Martin Buber might agree, in part. After all, if one has never actually encountered Jesus, the most that can be expected is precisely an I-It relationship, the basic descriptor of a relationship of an individual to a commodity that one uses or knows something about, not a person one knows and actually interacts with.
The Little Prince in Antoine de Saint-Exupéry's novelette of the same title learns as much from a fox in a wheat field one day-- that until one actually tames the other, the fox is just like a hundred thousand other foxes and the boy just like a hundred thousand other boys. Something has to happen to move this from an I-It relationship where nothing is actually exchanged to an I-You relationship where both can be changed forever.
But that "something" that has to happen is just where marketing Jesus is bound to fail.

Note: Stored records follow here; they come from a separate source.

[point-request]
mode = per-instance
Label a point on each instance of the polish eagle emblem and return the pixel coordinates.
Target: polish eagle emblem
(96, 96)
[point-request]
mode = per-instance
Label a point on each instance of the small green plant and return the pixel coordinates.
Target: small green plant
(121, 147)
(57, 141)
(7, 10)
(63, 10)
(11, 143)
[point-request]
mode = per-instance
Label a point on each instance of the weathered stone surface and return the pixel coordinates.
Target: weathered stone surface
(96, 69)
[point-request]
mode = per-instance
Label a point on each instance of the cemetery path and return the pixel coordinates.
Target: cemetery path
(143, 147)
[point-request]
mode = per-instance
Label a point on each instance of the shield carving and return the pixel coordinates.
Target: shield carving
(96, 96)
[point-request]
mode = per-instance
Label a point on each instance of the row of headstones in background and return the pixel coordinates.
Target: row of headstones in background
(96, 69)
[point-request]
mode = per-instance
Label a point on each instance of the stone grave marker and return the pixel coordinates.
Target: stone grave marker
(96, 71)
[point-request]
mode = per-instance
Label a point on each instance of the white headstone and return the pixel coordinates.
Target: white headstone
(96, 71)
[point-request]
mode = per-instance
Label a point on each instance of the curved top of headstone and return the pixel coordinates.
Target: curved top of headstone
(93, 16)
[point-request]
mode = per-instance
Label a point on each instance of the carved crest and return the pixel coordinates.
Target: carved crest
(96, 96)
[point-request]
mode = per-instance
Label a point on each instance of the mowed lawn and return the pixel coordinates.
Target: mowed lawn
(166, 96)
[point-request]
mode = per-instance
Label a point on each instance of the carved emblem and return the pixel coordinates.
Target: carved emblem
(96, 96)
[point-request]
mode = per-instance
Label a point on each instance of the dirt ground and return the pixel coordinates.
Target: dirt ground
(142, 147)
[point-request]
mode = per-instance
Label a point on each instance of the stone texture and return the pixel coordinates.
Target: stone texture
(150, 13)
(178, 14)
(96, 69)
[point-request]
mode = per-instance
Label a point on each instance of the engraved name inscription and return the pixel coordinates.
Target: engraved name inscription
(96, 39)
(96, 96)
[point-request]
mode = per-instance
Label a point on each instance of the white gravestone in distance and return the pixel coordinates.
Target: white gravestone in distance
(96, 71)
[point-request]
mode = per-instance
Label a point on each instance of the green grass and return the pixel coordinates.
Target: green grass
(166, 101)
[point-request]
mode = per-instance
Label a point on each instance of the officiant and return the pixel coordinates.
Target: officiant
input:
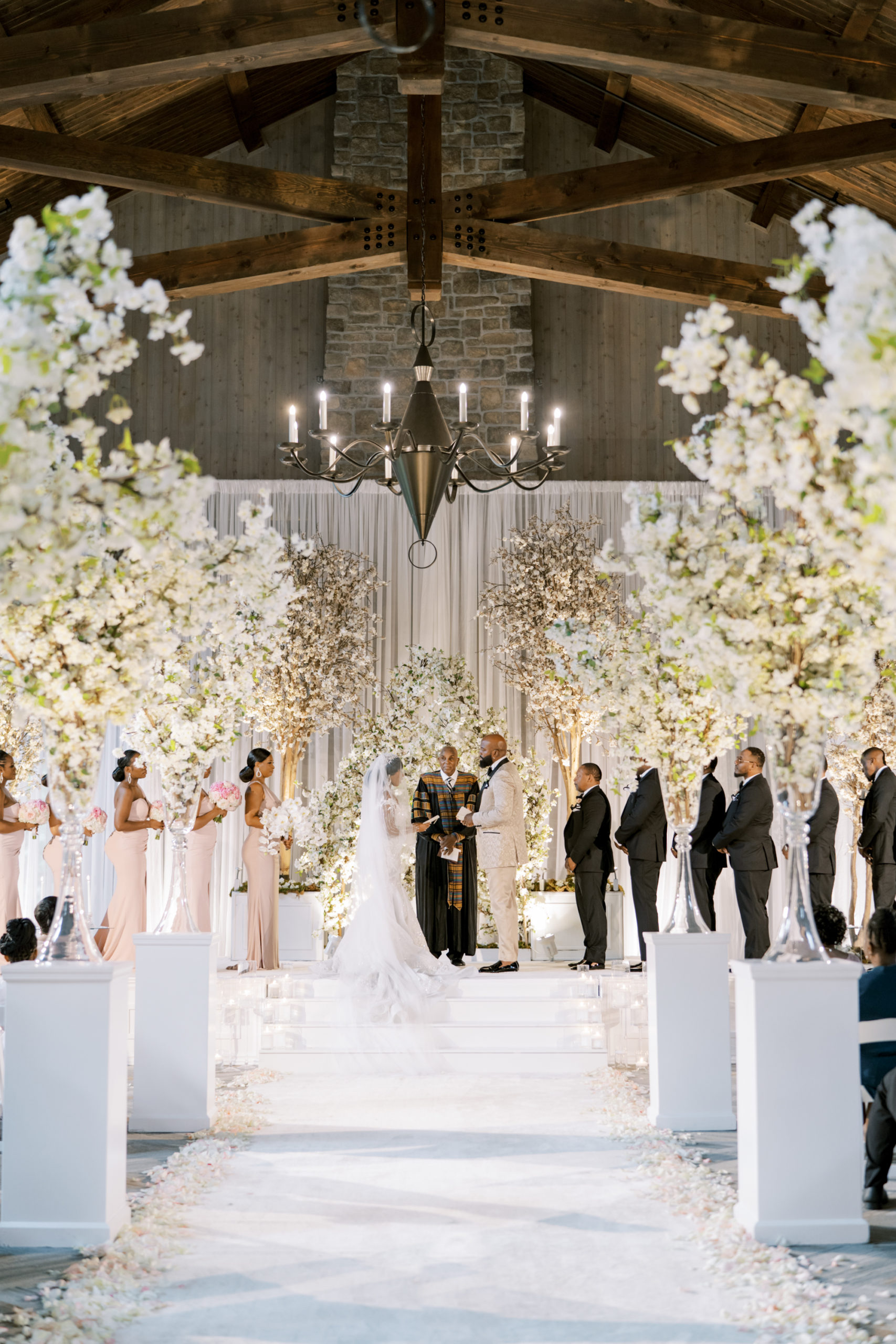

The fox reminds The Little Prince that taming takes time, consistency and presence. Marketing can at best achieve the first two of these-- delivering a consistent message over time. Repeat the same message over time enough times and in enough ways and places, and the very repetition and echo-effect will lend it credibility.
But marketing cannot replicate what matters most-- actually being physically present to and for the other. It is presence offered consistently over time that ultimately makes possible an actual I-You relationship. It is presence, more than message, that can actually lead to the transformation of life.
Marketing, then, can only get one as far as creating the possibility for a stronger I-It relationship. Even marketing an I-You relationship with Jesus turns that very thing into an I-It project. But no matter how strong the I-It becomes, it can never become I-You. I-You can (and sometimes needs!) to revert to I-It for all sorts of reasons, but I-It cannot, of itself, convert to I-You.
So, ironically, marketing Jesus would be a terrific strategy for us if we were actually atheists about him-- that is, if in fact we believed it were not possible or even desirable to form an I-You relationship with him.
This may be why the best communication of presence we can offer is what he himself offers-- flesh and blood. His-- at a table we share weekly in worship. And ours-- at every table and all the places in between them where we live out the real thing, the I-You with him, and with our neighbors as ourselves.
What do you think? Even more-- what do you do to be part of Christ's taming of the world, renaming us all "You" to his eternal "I."